[PATCH 2 of 2 v4] revset: use localrepo persistent branch name caching

Pierre-Yves David pierre-yves.david at ens-lyon.org
Thu Oct 16 02:49:43 CDT 2014



On 10/15/2014 06:48 PM, Mads Kiilerich wrote:
> # HG changeset patch
> # User Mads Kiilerich <madski at unity3d.com>
> # Date 1413424007 -7200
> #      Thu Oct 16 03:46:47 2014 +0200
> # Node ID b0e40604be81ff0716e1254f7ce7884599457f71
> # Parent  d87009e720063a8d6d80afdbe6bb9323e2849030
> revset: use localrepo persistent branch name caching
>
> Branch name filtering in revsets was expensive.

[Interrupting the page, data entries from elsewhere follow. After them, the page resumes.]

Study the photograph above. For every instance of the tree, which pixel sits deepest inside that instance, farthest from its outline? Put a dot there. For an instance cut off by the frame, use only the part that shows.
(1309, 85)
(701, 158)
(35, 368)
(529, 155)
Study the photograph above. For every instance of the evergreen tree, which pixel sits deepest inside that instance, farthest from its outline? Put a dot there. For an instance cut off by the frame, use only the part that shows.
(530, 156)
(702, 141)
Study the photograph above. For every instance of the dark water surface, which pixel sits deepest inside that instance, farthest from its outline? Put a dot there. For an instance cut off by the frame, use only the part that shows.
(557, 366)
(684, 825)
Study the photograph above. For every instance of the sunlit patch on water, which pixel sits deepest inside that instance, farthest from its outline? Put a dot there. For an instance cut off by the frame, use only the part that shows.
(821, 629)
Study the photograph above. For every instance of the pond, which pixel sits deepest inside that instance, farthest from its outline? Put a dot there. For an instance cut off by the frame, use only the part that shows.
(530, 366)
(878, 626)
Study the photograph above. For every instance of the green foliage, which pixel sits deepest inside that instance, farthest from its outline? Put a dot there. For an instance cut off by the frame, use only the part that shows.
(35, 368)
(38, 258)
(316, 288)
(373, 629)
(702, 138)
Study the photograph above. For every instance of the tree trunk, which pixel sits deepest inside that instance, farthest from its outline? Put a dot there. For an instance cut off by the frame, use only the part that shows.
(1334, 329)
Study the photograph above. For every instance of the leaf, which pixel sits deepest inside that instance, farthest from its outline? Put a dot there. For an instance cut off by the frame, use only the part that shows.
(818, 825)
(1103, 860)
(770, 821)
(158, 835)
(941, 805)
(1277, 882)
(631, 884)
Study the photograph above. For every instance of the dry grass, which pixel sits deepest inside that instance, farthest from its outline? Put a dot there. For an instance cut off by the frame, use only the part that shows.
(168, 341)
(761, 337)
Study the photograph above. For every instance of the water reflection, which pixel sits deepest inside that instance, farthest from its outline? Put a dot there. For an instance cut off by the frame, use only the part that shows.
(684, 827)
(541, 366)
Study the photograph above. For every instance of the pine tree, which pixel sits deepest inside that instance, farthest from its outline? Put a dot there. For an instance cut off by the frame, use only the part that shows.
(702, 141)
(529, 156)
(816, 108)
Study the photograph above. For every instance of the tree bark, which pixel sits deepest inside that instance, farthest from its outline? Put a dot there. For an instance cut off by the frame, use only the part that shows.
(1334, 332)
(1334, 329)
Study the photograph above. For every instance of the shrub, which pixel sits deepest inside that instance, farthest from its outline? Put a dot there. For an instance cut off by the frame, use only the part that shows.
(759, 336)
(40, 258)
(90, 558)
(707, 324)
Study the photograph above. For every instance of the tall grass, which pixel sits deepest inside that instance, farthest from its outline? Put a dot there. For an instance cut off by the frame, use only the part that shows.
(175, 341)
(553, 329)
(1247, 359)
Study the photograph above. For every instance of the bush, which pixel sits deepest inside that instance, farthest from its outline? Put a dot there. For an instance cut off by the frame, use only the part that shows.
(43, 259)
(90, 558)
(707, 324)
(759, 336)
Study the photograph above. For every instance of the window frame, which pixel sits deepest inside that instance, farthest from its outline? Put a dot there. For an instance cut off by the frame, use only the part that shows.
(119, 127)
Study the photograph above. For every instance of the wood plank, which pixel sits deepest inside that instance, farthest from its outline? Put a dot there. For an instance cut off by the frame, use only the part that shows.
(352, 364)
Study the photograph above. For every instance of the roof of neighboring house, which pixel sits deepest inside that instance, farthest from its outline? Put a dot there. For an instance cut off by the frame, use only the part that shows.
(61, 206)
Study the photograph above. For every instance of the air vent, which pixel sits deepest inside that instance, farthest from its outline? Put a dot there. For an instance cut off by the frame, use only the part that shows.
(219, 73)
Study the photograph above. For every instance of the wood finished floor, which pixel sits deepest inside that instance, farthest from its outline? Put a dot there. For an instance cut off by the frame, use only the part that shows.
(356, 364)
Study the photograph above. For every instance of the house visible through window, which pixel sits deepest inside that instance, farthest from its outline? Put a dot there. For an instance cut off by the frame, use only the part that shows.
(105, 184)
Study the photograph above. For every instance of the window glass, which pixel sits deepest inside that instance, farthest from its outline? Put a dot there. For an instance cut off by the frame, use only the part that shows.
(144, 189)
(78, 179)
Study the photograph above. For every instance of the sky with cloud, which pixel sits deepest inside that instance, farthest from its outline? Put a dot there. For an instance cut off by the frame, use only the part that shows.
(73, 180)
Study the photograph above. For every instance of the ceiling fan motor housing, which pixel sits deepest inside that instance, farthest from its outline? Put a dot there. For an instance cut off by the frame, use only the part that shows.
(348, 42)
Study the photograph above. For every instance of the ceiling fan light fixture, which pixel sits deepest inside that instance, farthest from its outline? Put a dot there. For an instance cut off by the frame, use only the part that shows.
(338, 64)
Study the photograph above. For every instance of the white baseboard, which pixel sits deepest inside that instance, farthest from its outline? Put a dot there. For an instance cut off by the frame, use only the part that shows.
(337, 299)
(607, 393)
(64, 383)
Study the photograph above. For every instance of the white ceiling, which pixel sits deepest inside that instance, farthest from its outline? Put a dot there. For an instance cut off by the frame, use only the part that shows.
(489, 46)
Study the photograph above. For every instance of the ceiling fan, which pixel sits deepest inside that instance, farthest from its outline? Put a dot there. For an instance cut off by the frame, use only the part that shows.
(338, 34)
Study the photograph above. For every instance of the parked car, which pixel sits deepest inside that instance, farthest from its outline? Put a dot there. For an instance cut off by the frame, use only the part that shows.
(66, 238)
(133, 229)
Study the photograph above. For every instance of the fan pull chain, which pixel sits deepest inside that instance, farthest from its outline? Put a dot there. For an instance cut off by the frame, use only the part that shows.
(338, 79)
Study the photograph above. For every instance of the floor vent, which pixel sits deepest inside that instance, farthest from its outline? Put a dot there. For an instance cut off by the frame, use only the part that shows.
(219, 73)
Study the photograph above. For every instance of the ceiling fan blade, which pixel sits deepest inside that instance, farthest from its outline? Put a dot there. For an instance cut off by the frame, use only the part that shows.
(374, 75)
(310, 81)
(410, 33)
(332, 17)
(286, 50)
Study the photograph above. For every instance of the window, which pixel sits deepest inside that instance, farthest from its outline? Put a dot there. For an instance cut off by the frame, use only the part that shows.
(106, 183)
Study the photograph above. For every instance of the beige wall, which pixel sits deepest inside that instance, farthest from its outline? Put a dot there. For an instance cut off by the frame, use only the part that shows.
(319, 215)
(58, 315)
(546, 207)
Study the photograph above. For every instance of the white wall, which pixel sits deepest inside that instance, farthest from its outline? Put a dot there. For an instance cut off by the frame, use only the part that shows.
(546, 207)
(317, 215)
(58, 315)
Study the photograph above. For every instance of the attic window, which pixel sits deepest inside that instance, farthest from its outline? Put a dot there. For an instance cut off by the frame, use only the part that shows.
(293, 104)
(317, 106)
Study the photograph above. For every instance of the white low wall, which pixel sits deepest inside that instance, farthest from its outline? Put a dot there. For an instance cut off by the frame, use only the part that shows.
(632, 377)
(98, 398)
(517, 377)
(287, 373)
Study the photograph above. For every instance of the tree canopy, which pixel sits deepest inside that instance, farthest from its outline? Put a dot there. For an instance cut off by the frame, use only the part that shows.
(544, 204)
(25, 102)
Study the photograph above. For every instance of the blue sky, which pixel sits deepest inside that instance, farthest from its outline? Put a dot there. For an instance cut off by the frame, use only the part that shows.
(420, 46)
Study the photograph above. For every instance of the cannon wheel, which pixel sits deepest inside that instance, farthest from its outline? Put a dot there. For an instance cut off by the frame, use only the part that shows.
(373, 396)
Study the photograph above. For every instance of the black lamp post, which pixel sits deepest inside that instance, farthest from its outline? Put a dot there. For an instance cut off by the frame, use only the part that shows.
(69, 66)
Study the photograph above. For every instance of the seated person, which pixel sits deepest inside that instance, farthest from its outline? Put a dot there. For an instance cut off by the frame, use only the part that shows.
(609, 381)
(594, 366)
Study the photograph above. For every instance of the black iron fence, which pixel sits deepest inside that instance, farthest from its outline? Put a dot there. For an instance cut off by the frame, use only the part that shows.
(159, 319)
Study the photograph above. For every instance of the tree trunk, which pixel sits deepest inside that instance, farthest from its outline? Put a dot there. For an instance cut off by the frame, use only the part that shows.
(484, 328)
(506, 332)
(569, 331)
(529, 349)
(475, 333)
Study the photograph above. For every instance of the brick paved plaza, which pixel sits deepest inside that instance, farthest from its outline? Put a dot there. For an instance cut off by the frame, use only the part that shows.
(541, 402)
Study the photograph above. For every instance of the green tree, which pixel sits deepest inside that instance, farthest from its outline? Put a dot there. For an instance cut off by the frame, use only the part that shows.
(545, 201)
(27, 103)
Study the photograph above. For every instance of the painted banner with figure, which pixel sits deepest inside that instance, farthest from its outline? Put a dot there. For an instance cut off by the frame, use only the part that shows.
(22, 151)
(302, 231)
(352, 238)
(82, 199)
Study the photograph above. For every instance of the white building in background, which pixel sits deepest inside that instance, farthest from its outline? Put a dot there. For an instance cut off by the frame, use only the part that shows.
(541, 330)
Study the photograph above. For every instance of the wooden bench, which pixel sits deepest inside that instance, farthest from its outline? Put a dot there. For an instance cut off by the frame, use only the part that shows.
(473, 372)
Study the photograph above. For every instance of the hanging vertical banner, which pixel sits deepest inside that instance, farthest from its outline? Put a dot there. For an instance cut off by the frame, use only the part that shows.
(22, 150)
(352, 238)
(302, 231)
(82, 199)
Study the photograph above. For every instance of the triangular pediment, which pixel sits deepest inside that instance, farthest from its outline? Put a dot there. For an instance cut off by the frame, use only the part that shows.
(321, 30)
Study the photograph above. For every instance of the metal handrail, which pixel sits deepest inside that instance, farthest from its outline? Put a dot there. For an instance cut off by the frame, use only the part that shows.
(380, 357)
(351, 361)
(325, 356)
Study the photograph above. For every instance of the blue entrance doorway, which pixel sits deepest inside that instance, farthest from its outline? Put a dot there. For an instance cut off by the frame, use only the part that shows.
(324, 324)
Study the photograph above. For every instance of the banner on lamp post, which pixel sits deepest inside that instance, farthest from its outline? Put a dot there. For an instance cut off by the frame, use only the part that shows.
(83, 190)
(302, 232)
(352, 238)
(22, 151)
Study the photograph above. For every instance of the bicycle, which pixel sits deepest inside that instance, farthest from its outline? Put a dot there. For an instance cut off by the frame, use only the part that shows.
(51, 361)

For every rev it created a
> changectx and called .branch(). (Using changelog.branchinfo() would make it a
> bit faster.)
>
> Instead, use the new localrepo caching branch lookup method.

Could you get ctx.branch() to use this cache too ? Would that benefit 
anything?

The branchmap code could use it too. and would prewarm it for you.

>
> On the small hg repo:
>    hg log --time -r 'branch(stable) & branch(default)'
> Before:
>    time: real 1.910 secs (user 1.890+0.000 sys 0.020+0.000)
> After:
>    time: real 1.240 secs (user 1.230+0.000 sys 0.010+0.000)
>    time: real 0.120 secs (user 0.110+0.000 sys 0.000+0.000)
>
> On mozilla-central with 210557:a280a03c9f3c :
>    hg --time log -r 'branch(mobile)' -T.
> Before:
>    time: real 10.450 secs (user 10.390+0.000 sys 0.060+0.000)
> After:
>    time: real 7.640 secs (user 7.480+0.000 sys 0.140+0.000)
>    time: real 0.520 secs (user 0.490+0.000 sys 0.030+0.000)
>
> First run is 35%/27% faster (primarily because the new code path uses
> changelog.branchinfo instead changectx.branch and we avoid messing with
> localrepo). Following runs will use the cache and are 16x/20x faster.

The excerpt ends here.